On Independence Day we celebrate our founding as a nation - if we're going to have a flag-waving holiday, that's the logical choice. On Memorial Day we celebrate our fallen warriors - so that one makes sense, too. We have two days on which we celebrate specific American heroes - Presidents' Day and Martin Luther King Day - but those evince at most mild patriotic displays. Thanksgiving is traditionally American, but centers more around family than country. New Year's Day is a strictly secular, global holiday; finally, Easter and Christmas are religious, global holidays.

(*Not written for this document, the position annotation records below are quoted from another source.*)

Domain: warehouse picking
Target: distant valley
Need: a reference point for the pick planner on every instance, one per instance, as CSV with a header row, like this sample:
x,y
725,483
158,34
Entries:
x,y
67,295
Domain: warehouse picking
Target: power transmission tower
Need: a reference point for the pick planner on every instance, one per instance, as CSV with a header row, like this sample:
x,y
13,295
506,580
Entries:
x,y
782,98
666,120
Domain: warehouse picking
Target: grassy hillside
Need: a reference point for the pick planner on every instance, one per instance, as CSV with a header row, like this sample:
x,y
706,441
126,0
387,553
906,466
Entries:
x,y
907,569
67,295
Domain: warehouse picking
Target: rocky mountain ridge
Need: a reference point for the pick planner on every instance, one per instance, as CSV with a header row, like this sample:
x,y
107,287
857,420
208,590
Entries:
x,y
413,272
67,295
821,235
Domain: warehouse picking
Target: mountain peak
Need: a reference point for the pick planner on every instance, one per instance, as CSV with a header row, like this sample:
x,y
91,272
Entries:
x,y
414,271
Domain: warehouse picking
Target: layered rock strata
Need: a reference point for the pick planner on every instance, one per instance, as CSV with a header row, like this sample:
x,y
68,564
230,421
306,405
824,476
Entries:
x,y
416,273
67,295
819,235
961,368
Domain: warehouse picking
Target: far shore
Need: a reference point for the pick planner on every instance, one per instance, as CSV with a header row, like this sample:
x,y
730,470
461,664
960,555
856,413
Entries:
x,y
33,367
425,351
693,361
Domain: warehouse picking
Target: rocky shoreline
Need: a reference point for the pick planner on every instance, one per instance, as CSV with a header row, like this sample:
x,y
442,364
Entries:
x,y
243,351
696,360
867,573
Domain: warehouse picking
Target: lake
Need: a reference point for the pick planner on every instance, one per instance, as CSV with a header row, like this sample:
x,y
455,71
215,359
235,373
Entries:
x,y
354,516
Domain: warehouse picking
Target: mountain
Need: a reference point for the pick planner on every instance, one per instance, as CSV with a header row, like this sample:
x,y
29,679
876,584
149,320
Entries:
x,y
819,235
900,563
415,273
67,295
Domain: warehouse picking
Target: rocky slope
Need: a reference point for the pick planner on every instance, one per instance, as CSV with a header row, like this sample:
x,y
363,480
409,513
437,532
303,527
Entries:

Other than minor holidays like Veteran's Day and Columbus Day, which most of us don't get anyway, that leaves only Labor Day. In my experience, Labor Day is third behind only Independence Day and Memorial Day in patriotic displays. In my town, for example, we have a fireworks display. I see kids wearing American flag clothing in the park.
But Labor Day is not especially American, and the part of it that is has not much to do with founding American values. Labor Day commemorates the bloody breaking of a strike in 1894. Its associations are with the International Labor movement and it is essentially the American version of May Day, which is the international (not American) socialist holiday (and also commemorates a massacre during a 19th-century strike). Labor Day was created as a conciliatory gesture toward the growing labor movement.
So I don't quite understand the fireworks and the flags. USA! USA! We're unionized!